Why Video and Audio Blogging Probably Aren’t the Next Big Thing

Ann Althouse writes:

One thing about written blogs is you can glance over them quickly and decide how much you want to read. These podcast recordings impose their time frame on you. A slow talker forces you to listen longer. A slow writer doesn’t cause you to read slowly.

This is exactly right and I think helps to explain why video blogging isn’t the boon some people think it should be. The reader controls his entire experience; the listener controls some of it; and the watcher of videos, if he is paying attention, is more controlled by the experience than in control (a fact not lost on propagandists, which may explain why the likes of Leni Riefenstahl and Michael Moore tend to produce movies rather than essays). As a blog reader, I want to read what I want, quickly — not watch TV.

Video has a place on blogs, especially in reporting about tsunamis and other events that are dramatic and not abstract. But to watch some guy talk? Nah.

UPDATE: Ann adds, among other comments:

I agree here too. And this point applies in many areas, even ones as far afield as gauges on machines, and voicemail systems. Canned-voice feedback and voice-response systems are usually poor substitutes for the written word, and even for buttons and visual signals.

(See here for an old rant on a related topic.)

6 thoughts on “Why Video and Audio Blogging Probably Aren’t the Next Big Thing”

  1. MSM keeps trying to put their video on to the web, ie a form of video blogging. A sign that they still don’t get it. Repackaging propaganda doesn’t change the fact that it’s still propaganda. Besides, who wants to see guys in their pajamas drone on. Their forte is ideas, not presentation.

  2. Well, and some of us are still slogging away with dialup. Needless to say, I have zero interest in video blogs, as I’m not only giving up my time to watch, but I’m giving up even more time just to load to fool thing.

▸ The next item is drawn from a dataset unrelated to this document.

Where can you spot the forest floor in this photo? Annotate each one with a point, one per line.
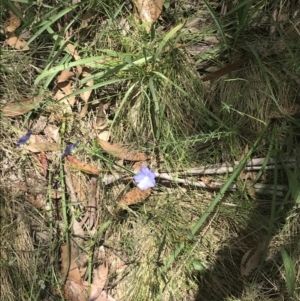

  3. I’ve never watched a video blog but a podcast is just a radio show transmitted via the internet instead of the airwaves. The listener controls the experience just as much as a reader controls what he or she reads. I subscribe to a few podcasts and I routinely move past the parts I’m uninterested in, something I can’t do with a broadcast show. My biggest complaint with podcasts is that so many of them are boring, including some of the most popular shows. As the medium matures the losers will shake out and some real talent will show through, just as with weblogs. At my weblog, weblog.beautyandlogic.com, I’ve listed a few shows I like and listen to.

  4. Thanks Lloyds for the referral to my Rip & Read Blogger Podcast.

    I agree that there are a lot of boring podcasters. But don’t put them all in the same category quite yet. This is a very young medium, only a few months old. Some of us are finding ways to combine the best of blogging with audio from interesting sources like NPR and C-SPAN, with careful editing, to produce reasonably good material. I find interesting blog posts, read them, and include what people say on the topic on radio or TV as a way to improve on the bloggers. Give mine a listen if you get a minute. It’s a way to stay in touch with the blogosphere while you are driving to work or going for a walk.


  5. I like watching video clips that bloggers post of MSM moments. Also I watch C-SPAN on my computer sometimes. I don’t have a TV so this is my dose of TV.

    Other than that ….. you can listen to music while you read blogs.

  6. It’s pretty difficult to skim or search an audio/video broadcast.

    With a post, I can skim to see if it’s worth really reading, or with a dozen posts, I can do a text search for keywords I care about. But with audio, I can’t search it nearly as efficiently.

    There is some use for A/V blogging… but I doubt it’s the “next big thing”. Reading is still the fastest way to communicate accurately.